Definition 0.5. The p-short-PCP is :
Instance : Pairs of strings over Σ (a1 , b1 ) . . . (an , bn ), k ∈ N
Parameter : k
Problem : Decide if there are i1 , . . . , ik ∈ [1, n] such that ai1 .ai2 . . . ain = bi1 .bi2 . . . bin
Proposition 0.6. All p-short-PCP is A[1]-complete.
Definition 0.7. The p-WD[φ] is :
Instance : A structure A and k ∈ N
Parameter : k
Problem : Decide whether A |= ϕ(S) for a relation S of size k.
Define Clique, vertex-cover, dominating-set and hitting-set that way.
Definition 0.8. a circuit C is k-satisfiable if it is satisfied by a tuple of weight k, ie with k true
variables.
The p-WSAT is :
Instance : A circuit C and k ∈ N
Parameter : k
Problem : Decide whether C is k satisfiable.

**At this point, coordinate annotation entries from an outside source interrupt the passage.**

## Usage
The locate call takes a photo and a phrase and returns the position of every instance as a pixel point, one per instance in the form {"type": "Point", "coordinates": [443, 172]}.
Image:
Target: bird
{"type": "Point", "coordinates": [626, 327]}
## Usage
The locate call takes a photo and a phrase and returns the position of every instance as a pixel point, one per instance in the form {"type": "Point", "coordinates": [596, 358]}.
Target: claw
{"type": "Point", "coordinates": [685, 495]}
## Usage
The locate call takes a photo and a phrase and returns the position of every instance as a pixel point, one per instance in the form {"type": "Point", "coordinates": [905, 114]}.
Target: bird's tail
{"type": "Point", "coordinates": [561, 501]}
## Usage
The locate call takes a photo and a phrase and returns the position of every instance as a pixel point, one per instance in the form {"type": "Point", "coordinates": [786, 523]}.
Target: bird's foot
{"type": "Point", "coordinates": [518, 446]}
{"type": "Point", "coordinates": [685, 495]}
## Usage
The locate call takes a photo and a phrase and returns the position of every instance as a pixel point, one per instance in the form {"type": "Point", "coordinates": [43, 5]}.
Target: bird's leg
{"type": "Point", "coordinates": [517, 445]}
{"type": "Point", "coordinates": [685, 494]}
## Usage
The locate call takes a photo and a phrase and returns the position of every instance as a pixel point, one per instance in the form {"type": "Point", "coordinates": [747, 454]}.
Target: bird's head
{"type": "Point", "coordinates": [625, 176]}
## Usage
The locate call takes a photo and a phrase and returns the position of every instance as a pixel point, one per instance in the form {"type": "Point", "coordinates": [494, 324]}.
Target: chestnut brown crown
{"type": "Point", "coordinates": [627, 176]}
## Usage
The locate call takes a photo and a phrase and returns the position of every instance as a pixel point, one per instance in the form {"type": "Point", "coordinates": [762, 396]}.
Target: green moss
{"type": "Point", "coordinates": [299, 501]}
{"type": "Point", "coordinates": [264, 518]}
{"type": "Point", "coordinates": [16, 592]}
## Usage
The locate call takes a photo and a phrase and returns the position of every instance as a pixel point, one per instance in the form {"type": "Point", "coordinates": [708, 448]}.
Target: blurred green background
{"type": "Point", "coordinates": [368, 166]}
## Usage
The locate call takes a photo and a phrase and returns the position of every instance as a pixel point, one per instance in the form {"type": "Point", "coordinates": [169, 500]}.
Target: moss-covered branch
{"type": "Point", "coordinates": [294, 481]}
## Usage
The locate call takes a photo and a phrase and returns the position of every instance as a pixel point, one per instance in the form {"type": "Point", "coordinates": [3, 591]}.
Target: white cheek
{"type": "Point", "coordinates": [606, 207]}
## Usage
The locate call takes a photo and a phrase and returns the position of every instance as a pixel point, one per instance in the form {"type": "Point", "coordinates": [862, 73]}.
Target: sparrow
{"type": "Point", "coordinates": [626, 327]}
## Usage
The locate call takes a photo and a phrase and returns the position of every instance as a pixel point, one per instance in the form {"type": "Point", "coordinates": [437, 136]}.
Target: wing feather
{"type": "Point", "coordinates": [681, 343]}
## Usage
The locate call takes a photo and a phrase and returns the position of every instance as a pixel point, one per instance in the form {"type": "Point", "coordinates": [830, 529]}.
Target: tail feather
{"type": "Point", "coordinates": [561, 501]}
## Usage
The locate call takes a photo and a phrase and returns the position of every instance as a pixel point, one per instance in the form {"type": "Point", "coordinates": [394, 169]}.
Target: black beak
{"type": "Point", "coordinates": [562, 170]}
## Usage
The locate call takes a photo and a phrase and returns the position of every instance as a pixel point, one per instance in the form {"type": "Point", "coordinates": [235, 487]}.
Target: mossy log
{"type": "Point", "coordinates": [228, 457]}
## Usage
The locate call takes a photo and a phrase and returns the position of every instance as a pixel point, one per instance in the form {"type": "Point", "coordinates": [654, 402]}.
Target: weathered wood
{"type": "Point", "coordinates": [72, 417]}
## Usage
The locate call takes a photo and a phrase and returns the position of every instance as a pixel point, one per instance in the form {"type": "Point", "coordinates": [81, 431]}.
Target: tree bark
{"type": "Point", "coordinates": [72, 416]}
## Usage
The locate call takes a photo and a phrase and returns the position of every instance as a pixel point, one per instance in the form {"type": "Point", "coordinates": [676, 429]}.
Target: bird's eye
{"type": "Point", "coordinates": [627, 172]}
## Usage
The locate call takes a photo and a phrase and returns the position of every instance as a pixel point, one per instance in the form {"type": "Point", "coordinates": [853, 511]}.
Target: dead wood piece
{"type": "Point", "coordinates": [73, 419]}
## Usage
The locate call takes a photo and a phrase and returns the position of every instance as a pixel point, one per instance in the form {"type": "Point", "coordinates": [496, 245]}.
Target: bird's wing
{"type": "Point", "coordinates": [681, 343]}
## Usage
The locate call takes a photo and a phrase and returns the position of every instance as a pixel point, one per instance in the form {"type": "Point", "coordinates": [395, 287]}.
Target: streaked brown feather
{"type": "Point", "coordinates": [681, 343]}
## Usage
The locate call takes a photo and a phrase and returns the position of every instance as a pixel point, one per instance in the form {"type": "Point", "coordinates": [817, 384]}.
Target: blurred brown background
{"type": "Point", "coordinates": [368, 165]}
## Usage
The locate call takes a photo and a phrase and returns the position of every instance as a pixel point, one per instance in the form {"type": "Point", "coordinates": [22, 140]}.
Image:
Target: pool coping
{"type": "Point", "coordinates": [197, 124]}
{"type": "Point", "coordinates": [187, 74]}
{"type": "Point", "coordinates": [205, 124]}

Definition 0.9. The p-Bounded-NTM-Halt problem is :
Instance : A non-deterministic Turing machine M , n ∈ N in unary, and k ∈ N
Parameter : k
Problem : Decide whether M accepts the empty string in at most n steps and using at most k
non-deterministic steps.
show that p − W SAT ≡FPT p − Bounded − N T M − Halt.